The dear departed peacock, whose mate was eaten up by a fox while sitting on a nest of beautiful eggs, lived three years in a state of single misery, during which time he broke every pane of glass in the windows he could reach. It was so pathetic that I could not give way to wrath and have him beaten away. He was looking for that lovely mate, with her graceful long neck and dainty small head, and seemed to think she was imprisoned in the house, for he roamed round and round it, first on one shed and then on another, and when, peering in through the window glass, he caught sight of his own iridescent form, he would plunge forward in an ecstasy of joy, break the glass, cut his poor, proud head and hastily fly away, only to begin the search again as soon as his wounds were healed. In this way the windows were broken one by one, and the dirt daubers (a very busy flying thing that looks exactly like a wasp, but does not sting) came in and made their wonderful clay houses in the halls, so that it looked like some old, deserted, haunted place.
It was impossible to get all the glass put back. The hall window has a pointed arched top like a church window, and that shape of glass I could not get, so I just felt helpless and hopeless while the little workers in clay triumphed over me. When, however, the hall window was covered with fine bronze wire on the outside from top to bottom these little wonders of industry and perseverance were foiled.
It was funny to watch them when they first reached the window loaded down with red clay and flew up against the wire. They could not believe that that pygmy man whom they had got the better of for years had really foiled them at last. For days and weeks they continued the attack and many, many perished in their determined efforts to squeeze through openings too small for them.
But to return to the peacock and his search for his lost love. He reminded me of that tragic scene in Gluck's "Orpheus and Eurydice" when he dares to enter the vast terrible kingdom of the dead in his search for his beloved—the eager, pathetic gaze into the lifeless face of each veiled form, the joy of imagined recognition, only to fade into disappointment and horror as returning life shows the mistaken identity.
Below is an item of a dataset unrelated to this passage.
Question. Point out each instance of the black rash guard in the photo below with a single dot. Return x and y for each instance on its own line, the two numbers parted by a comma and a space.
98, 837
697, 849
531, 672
The peacock grew thinner and thinner. Occasionally he would go into the busy poultry yard and spread out his beautiful fan and salaam to the white Leghorn hens and win their cackling admiration, but those exhibitions became rarer each year, and finally he disappeared. I am quite sure he sought the solitude of the forest to die.
I miss him all the time in spite of his mischievous activity, for he was a part of the place. I tried very hard to get a mate for him, but never found one. In the years gone by peafowl were very common through this country. We used to call it our episcopal dish, for every year when the Bishop of the diocese stayed with us on his visit to the parish, mamma had a roast peacock as part of the dinner. The breast is very large, like that of a partridge, and of a very delicate game flavor.